El mensaje fue claro: el cerebro depende del resto del organismo. Cuando existe inflamación, mala nutrición o alteraciones metabólicas, el rendimiento cognitivo también puede deteriorarse.
Medicamentos que pueden contribuir
Otro aspecto abordado fue el posible impacto de diversos medicamentos sobre las funciones cognitivas.
Entre los grupos mencionados se encuentran:
- Antihistamínicos.
- Pastillas para dormir.
- Opioides.
- Antidepresivos.
- Gabapentina.
- Medicamentos con efectos anticolinérgicos.
- Tratamientos de quimioterapia y radioterapia (conocido como «quimio-cerebro»).
El programa destacó que estos medicamentos cumplen funciones terapéuticas importantes para muchos pacientes, pero recordó que, como cualquier tratamiento, pueden presentar efectos secundarios que deben ser evaluados individualmente junto al profesional de la salud.
Enfermedades asociadas
Además de los estilos de vida y los medicamentos, se mencionaron diversas condiciones médicas relacionadas con la aparición de niebla mental:
- COVID prolongado. (vacuna)
- Hipotiroidismo.
- Menopausia.
- Embarazo.
- Fibromialgia.
- Enfermedad renal.
- Cáncer.
- Ansiedad.
- Depresión.
- Dolor crónico.
Todos estos factores pueden afectar la capacidad del cerebro para procesar información de manera eficiente.
La vacunación contra COVID-19 también forma parte del debate científico
Durante el programa se presentaron publicaciones científicas que describen casos reportados de alteraciones cognitivas y neurológicas posteriores a la vacunación contra COVID-19, incluyendo un caso clínico de deterioro cognitivo tras la vacuna AstraZeneca y una revisión sobre hallazgos neurológicos observados mediante resonancia magnética en algunos pacientes.
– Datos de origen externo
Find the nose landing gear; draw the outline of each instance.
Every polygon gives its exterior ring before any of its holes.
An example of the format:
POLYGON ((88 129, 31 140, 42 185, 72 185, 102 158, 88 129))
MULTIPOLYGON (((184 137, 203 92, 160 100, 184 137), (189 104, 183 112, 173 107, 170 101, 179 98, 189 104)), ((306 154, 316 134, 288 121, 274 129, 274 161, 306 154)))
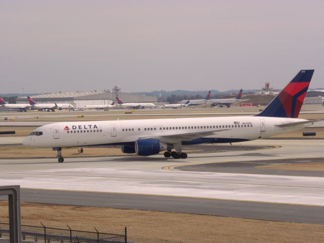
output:
POLYGON ((173 158, 178 159, 179 158, 187 158, 188 155, 186 153, 178 153, 175 151, 172 152, 166 151, 164 152, 164 156, 166 158, 170 158, 171 156, 172 156, 173 158))
POLYGON ((63 154, 62 154, 62 148, 58 148, 57 149, 57 157, 59 157, 59 163, 62 163, 64 161, 64 159, 63 157, 63 154))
El programa enfatiza que estos trabajos forman parte de la literatura científica disponible y sostiene que sus autores plantean que los profesionales de la salud deben estar atentos a estos posibles efectos.
Mucho más que olvidos
La niebla mental no solamente afecta a quien la padece.
Sus consecuencias pueden reflejarse en:
- Mayor cantidad de errores laborales.
- Reducción de la productividad.
- Accidentes de trabajo.
- Ausentismo.
- Dificultad para cuidar de los hijos.
- Problemas de comunicación en la pareja.
- Conflictos familiares.
- Dificultades para aprender información nueva.
- Menor capacidad para tomar decisiones.
Cuando una persona pierde claridad mental, también pierde parte de su autonomía para analizar la información que recibe y evaluar críticamente lo que ocurre a su alrededor.
La importancia de recuperar la claridad mental
El programa concluye que la niebla mental debe dejar de verse como un problema aislado o exclusivamente asociado a la edad.
Dormir adecuadamente, mejorar la alimentación, mantenerse hidratado, reducir la exposición excesiva a pantallas, controlar el estrés y revisar con profesionales de la salud los medicamentos y condiciones médicas existentes son medidas que pueden formar parte de una estrategia para proteger las funciones cognitivas.
En un mundo donde cada día recibimos miles de estímulos, cuidar nuestra capacidad de pensar con claridad puede convertirse en una de las herramientas más importantes para preservar nuestra salud, nuestra independencia y nuestra libertad de criterio.
Una reflexión final
Vivimos en una época donde cada vez más personas dicen sentirse confundidas, olvidadizas, distraídas y con dificultades para analizar la información. La ciencia continúa investigando las múltiples causas de este fenómeno, mientras millones de personas intentan comprender qué está ocurriendo con su capacidad de pensar.
Y entonces surgen preguntas que muchos comienzan a hacerse:
¿Será que nos quieren tontos y confundidos?
¿Será para que nos manipulen fácilmente?
¿Para que olvidemos sus errores?
¿Para que no veamos la realidad?
¿Para que continúen engañándonos?
¿O para programarnos con mayor facilidad dentro de una determinada narrativa?
Cada lector deberá analizar la evidencia disponible, contrastar la información y sacar sus propias conclusiones. La capacidad de pensar críticamente sigue siendo una de las herramientas más valiosas de una sociedad verdaderamente libre.